There is limited evidence to date regarding pharmacological interventions used for the management of bradycardia in acute SCI. Only two studies have been found which investigated albuterol as treatment for bradycardia in acute SCI patients. However, the effectiveness of other pharmacological agents (aminophylline and theophylline) for acute bradycardia post SCI has been studied in case reports which did not meet our inclusion criteria (Pasnoori & Leesar, 2004; Sadaka et al., 2010; Schulz-Stubner, 2005; Whitman et al., 2008).
Two studies investigated the effectiveness of oral albuterol for treatment of bradycardia during acute SCI. Evans et al. (2014) conducted a case control study in which 18 patients with cervical SCI were retrospectively reviewed; 8 patients who were treated with oral albuterol during hospitalization following injury were compared to 10 patients not given this treatment. All patients developed bradycardia, however the median of bradycardic episodes was significantly lower (1.8) in patients receiving albuterol compared to patients not receiving albuterol (4.3, p=0.08). The authors also noted that the median total of atropine administered was significantly lower in patients given albuterol (0 mg) than in patients not given albuterol (1 mg, p=0.013).
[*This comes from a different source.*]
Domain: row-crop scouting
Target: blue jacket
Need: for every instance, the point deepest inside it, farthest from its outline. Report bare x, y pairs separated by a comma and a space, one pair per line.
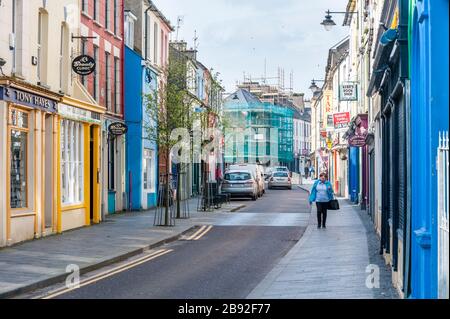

Rollistin et al. (2016) similarly found that patients given oral albuterol when compared to baseline assessment, had significantly fewer episodes of bradycardic events.
There is level 3 evidence (from one case control; Evans et al., 2014) that oral albuterol reduces bradycardic episodes in acute SCI patients.
Oral albuterol appears to be effective for the management of bradycardia during the acute phase post SCI.